Craig Olson of Isleboro, who is also seeking the Democratic endorsement, said he finds it troubling that Poliquin “has amassed such a large campaign fund” from the NRA.

“This level of contribution from the organization that wants no discussion at all about reasonable gun laws that protect innocent bystanders as well as gun owners demonstrates the fact that Mr. Poliquin’s voice will not be heard in a reasonable, substantive debate about guns and reasonable gun laws that satisfy the general public and sportsmen and sportswomen,” Olson said.

He said Mainers have the right to know from Poliquin “the logic behind allowing bump stocks, high-capacity magazines, silencers, and specialty ammunition that is not being used for sporting purposes but to kill innocent children, sisters, brothers, mothers and fathers.”

“Unless we hear otherwise, we can assume that Mr. Poliquin will do only that which his highest funding sources ask of him and that he will not have an independent voice in the matter,” Olson said.

“This is exactly the problem with our system,” said Democratic contender Tim Rich of Bar Harbor, who said he supports the 2nd Amendment but believes “we obviously need better gun violence prevention.
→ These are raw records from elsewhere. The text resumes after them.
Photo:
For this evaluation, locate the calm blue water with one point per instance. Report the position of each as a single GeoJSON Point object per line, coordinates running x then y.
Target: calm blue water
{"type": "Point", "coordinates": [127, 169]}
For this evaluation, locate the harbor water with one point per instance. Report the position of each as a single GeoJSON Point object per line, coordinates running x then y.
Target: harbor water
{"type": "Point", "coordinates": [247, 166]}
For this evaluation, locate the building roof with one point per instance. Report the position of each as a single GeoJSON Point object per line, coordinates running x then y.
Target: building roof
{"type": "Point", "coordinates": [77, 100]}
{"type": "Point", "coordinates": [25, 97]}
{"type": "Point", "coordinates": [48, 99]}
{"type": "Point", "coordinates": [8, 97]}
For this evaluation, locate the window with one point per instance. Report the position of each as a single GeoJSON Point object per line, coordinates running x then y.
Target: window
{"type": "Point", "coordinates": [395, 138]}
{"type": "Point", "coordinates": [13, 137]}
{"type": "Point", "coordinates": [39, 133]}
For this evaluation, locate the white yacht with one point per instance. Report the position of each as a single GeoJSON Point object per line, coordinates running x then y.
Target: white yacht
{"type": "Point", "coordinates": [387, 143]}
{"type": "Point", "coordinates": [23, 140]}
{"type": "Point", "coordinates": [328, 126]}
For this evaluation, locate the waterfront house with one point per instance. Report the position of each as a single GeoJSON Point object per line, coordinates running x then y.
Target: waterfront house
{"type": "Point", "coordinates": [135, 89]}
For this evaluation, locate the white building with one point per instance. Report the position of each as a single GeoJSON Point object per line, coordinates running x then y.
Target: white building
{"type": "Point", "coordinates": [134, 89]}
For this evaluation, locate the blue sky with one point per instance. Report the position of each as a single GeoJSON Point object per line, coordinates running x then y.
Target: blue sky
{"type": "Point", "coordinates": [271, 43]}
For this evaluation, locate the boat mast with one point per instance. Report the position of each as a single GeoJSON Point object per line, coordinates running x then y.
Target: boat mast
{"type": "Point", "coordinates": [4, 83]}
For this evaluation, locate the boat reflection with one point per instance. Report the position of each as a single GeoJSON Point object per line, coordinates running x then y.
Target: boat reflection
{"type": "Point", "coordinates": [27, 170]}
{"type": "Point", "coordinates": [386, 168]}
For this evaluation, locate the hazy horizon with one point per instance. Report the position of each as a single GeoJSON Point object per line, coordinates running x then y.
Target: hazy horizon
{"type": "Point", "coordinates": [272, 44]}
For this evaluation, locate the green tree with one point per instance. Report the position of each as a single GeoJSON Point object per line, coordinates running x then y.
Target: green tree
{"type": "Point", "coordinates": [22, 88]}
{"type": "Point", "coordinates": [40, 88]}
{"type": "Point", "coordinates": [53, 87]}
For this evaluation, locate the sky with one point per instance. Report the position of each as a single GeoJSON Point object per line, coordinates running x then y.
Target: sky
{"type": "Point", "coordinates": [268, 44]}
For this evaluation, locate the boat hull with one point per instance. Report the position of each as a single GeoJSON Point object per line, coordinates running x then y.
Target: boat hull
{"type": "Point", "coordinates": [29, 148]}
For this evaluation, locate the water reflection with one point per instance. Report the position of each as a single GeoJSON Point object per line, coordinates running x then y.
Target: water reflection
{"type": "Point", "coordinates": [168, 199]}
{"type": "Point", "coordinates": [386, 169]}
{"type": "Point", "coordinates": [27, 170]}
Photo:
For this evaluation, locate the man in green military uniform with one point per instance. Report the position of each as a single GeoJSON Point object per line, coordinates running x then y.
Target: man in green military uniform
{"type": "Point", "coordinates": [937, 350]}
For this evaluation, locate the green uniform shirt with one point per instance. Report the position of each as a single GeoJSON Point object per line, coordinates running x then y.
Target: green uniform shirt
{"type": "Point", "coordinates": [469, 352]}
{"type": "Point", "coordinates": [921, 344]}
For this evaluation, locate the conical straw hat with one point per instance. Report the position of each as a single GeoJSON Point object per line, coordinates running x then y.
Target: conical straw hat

There are common-sense solutions we all can support.”

“I promise not to take a dime from the NRA,” Rich said.

In addition to Poliquin, the other top NRA recipients in the House were Reps. French Hill of Arkansas, Ken Buck of Colorado, David Young of Iowa, Mike Simpson of Idaho, Greg Gianforte of Montana, Don Young of Alaska, Lloyd Smucker of Pennsylvania, Pete Sessions of Texas and Barbara Comstock of Virginia. All are Republicans.